La question se pose a priori un peu différemment au niveau des actionnaires. Après tout, il apparaît légitime pour quelqu’un qui apporte des capitaux à une entreprise d’avoir son mot à dire sur l’évolution de cette entreprise. En effet, à l’occasion des assemblées générales, ordinaires ou extraordinaires, ils peuvent exprimer leurs opinions via les droits de vote liés à leurs actions.

Mais quid du caractère « démocratique » de ce mode de gouvernance ?

Prenons un exemple, datant de septembre dernier et passé quelque peu inaperçu. A cette date, Mark Zuckerberg, fondateur du réseau social Facebook, craignant une publicité négative, avait finalement renoncé à créer une nouvelle catégorie d’actions caractérisée par l’absence de droits de vote. Son but initial était de conserver le contrôle de son entreprise tout en transférant la quasi-totalité de sa participation à une fondation philanthropique. Les petits actionnaires, jusqu’alors bénéficiant d’1 droit de vote pour chaque action détenue se seraient retrouvés avec 3 nouvelles actions, remplaçant toute action ancienne, dont 2 sans droit de vote.
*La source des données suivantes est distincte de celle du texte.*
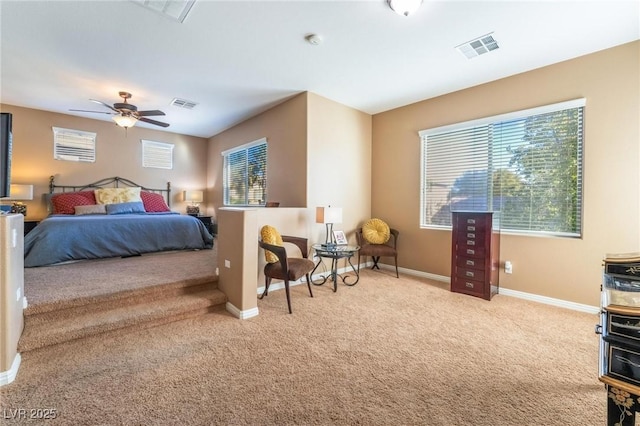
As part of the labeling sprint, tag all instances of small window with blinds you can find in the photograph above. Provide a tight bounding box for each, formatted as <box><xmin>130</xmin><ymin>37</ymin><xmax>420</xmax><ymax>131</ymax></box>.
<box><xmin>222</xmin><ymin>138</ymin><xmax>267</xmax><ymax>206</ymax></box>
<box><xmin>141</xmin><ymin>140</ymin><xmax>174</xmax><ymax>169</ymax></box>
<box><xmin>52</xmin><ymin>127</ymin><xmax>96</xmax><ymax>162</ymax></box>
<box><xmin>419</xmin><ymin>99</ymin><xmax>585</xmax><ymax>237</ymax></box>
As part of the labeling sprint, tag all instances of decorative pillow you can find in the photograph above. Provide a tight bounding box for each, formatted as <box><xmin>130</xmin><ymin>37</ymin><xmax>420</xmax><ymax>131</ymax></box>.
<box><xmin>94</xmin><ymin>187</ymin><xmax>142</xmax><ymax>205</ymax></box>
<box><xmin>260</xmin><ymin>225</ymin><xmax>283</xmax><ymax>264</ymax></box>
<box><xmin>51</xmin><ymin>191</ymin><xmax>97</xmax><ymax>215</ymax></box>
<box><xmin>140</xmin><ymin>191</ymin><xmax>170</xmax><ymax>212</ymax></box>
<box><xmin>362</xmin><ymin>218</ymin><xmax>390</xmax><ymax>244</ymax></box>
<box><xmin>74</xmin><ymin>204</ymin><xmax>107</xmax><ymax>215</ymax></box>
<box><xmin>106</xmin><ymin>201</ymin><xmax>147</xmax><ymax>215</ymax></box>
Victoire du pot de terre contre le pot de fer ? La morale est donc sauve ?

Pas vraiment …

Car cette (rare) victoire des actionnaires dans un dossier de ce genre ne doit pas être l’arbre qui cache une forêt grandissante. De longue date, des entreprises notamment dans les secteurs des médias, de l’automobile ou de la pharmacie, ont octroyé à leurs fondateurs et managers des actions à multiples droits de vote de façon à se préserver au mieux des revendications des autres actionnaires. Récemment, ce fut à nouveau le cas avec certaines entreprises technologiques à la recherche de capitaux sur les marchés, comme Google, Snap ou Alibaba. Notons d’ailleurs que, dans le cas de Facebook, , Zuckerberg dispose toujours, depuis l’introduction de l’action en Bourse en 2012, de 10 fois plus de droits de vote par action que l’actionnaire lambda.

Où est le problème ? Dans le cas d’entreprises gourmandes en capitaux, les équipes dirigeantes ont besoin certes d’argent, mais aussi de sérénité et de temps pour mener à bien leurs projets et ainsi créer de la valeur à long terme. Dans un tel contexte, les avis des autres actionnaires sont, au mieux, inutiles et, au pire, contreproductifs. Voilà pour le conte de fées. La réalité est différente. Lorsqu’elles ont les coudées (trop) franches, les équipes dirigeantes ont souvent tôt fait de privilégier leurs propres intérêts au détriment de ceux de l’ensemble des actionnaires. Il n’est pas rare alors de les voir snober les propositions de reprises par d’autres groupes et/ou gâcher leurs ressources dans des investissements finalement peu ou pas rentables. Ainsi, certaines entreprises ayant récemment abusé d’actions à droits de vote multiples n’ont guère été jusqu’ici des succès, à l’image de Snap ou Zynga (jeux informatiques).  A contrario, une entreprise comme Amazon s’est remarquablement développée, y compris à l’avantage de ses actionnaires, tout en respectant le principe « une action = un droit de vote ».

Il y a danger. Dernièrement, des concepteurs d’indices boursiers (MSCI, FTSE, S&P) ont pris des positions allant à l’encontre des actions d’entreprises où les actionnaires minoritaires sont trop … minoritaires. Mais, désireuses d’attirer des introductions en bourse d’envergure qui se sont récemment raréfiées, plusieurs places, comme Hong Kong, Singapour ou Londres,  refusant jusqu’ici la cotation d’actions à droits de vote multiples, pourraient dans un proche avenir revoir leur politique. Après tout, diront certains, si ces actions sont plus risquées, les marchés devraient en tenir compte en les proposant à des cours moins élevés, au moins lors de leur introduction. Or, rien n’est moins sûr ! Et si ces Bourses , et à leur suite, les concepteurs d’indices, venaient à renoncer au principe de démocratie actionnariale, cela équivaudrait à savonner une pente déjà glissante, selon nous, banalisant une pratique qui ne va pas dans le sens des intérêts des actionnaires.